In August 2019, BCCI formed a separate cricket association for Chandigarh and named it Union Territory Cricket Association. VRV Singh was named as the coach of the team.

==Early life==
Singh was born in Chandigarh, India. He has always been a fast bowler and compromised his accuracy for extra pace. He debuted for the Punjab in 2003/04 Ranji Trophy season and continues to play first class cricket for Punjab. According to the former coach of Punjab, Bhupinder Singh Senior, "All he wants to do is bowl fast, nothing else matters to him". He played for India in the Under-19 Cricket World Cup in 2004 but disappointed with the ball, going for an expensive 44 runs in five overs in his only match. He later received the Border-Gavaskar scholarship which allowed him to train in cricket academies in Australia. His fellow scholarship holder, R. P. Singh, also later went on to play for India.

==Domestic career==
Singh began his domestic career with the Punjab cricket team in the Limited Overs version of the Ranji Trophy. He played only one match and went wicketless. However, when he made his debut for Punjab in the first class version of the Trophy, he averaged 21.00 over his 6 matches and took 30 wickets. However, he was still unimpressive in ODIs, averaging 109.00 over 4 matches. Despite this, he was selected for the Indian ODI squad against Sri Lanka after playing only 5 ODIs for his state, but was sent back to the domestic circuit after failing a fitness test. He improved his performance in the 2005–06 ODI Ranji Trophy season, averaging 20.75 over his 4 matches, which included a 4 wicket haul.

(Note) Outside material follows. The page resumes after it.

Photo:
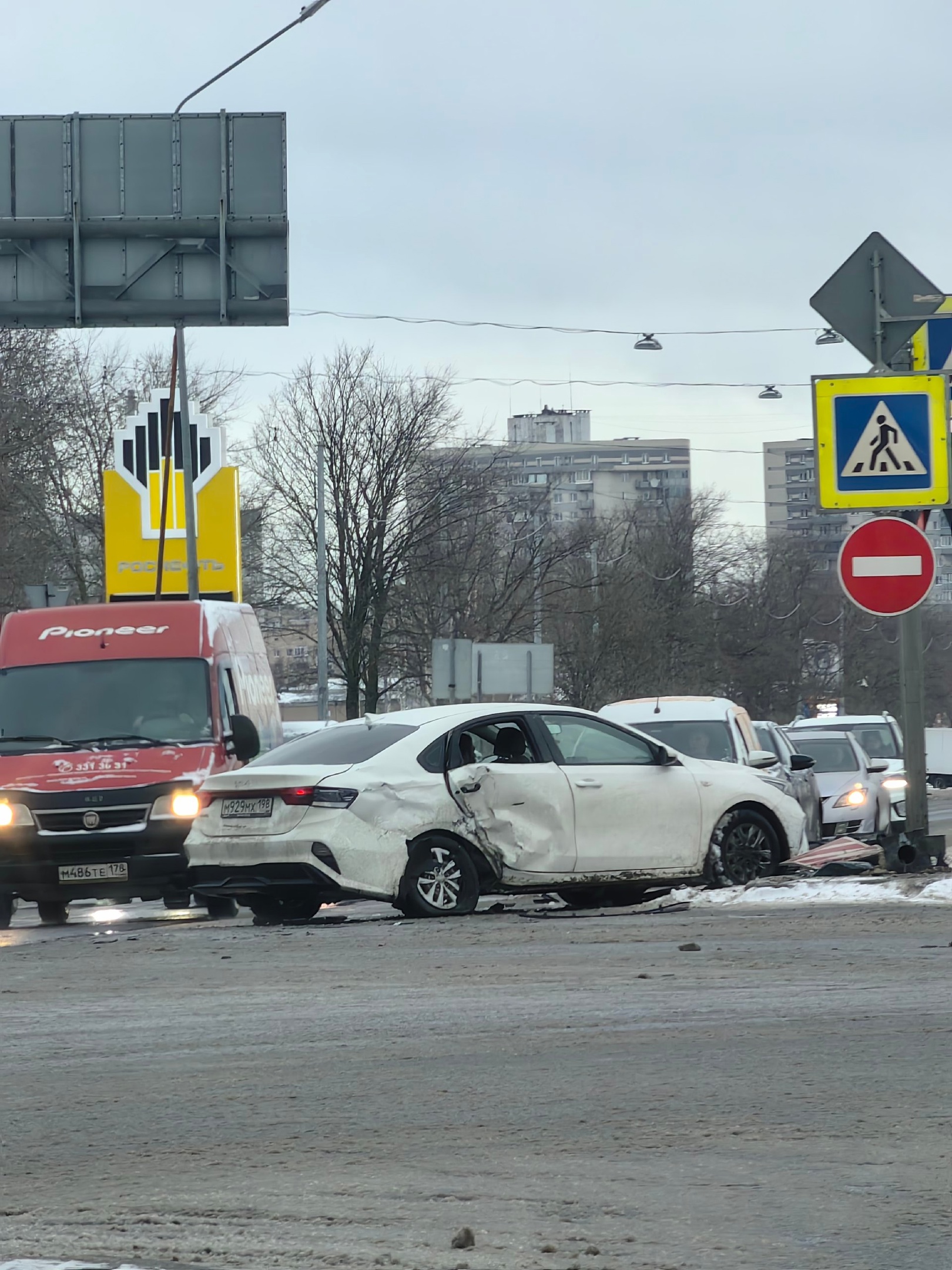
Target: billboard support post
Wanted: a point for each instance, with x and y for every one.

Singh impressed many in the Challenger Trophy with his pace, which was the quickest of the tournament. He played for India A and while he picked up few wickets, he was referred to as the "fastest bowler in India" by VVS Laxman and "the quickest around at present" by Javagal Srinath.
He also impressed West Indian pace bowling great Ian Bishop, who believed he was improving with every game and developing into a good fast bowling prospect for India.

==International career==
Singh was selected to play against England as part of the Indian Board President's XI team in the England's tour of India in the 2006 season, and made his ODI debut for India later in the series. He then played England again at Indore in the same series. He has since been left out of the ODI team due to the presence of Munaf Patel and Irfan Pathan. He did not get any wickets during his two one-day matches.

He made his Test debut against the West Indies in West Indies, taking two wickets. He has also played two tests against South Africa, in which he has achieved 2 more wickets.

==Injury and comeback==
Injuries took a toll on VRV Singh's body and he could not play a domestic match for Punjab from 2008 to 2012, although he played few IPL matches for Kings XI Punjab. He had to go through the complete process from Nets to Clubs to State team again. He made his T20 comeback vs Assam in March 2012.
He played five T20s and disappeared again. One and a half years later, he made his First-Class comeback after five years vs Haryana in November 2013 and took a 5-wicket haul in 1st Innings.

== Coaching career ==

In August 2019, BCCI formed a separate cricket association for Chandigarh and named it Union Territory Cricket Association. VRV Singh was named as the coach of the team.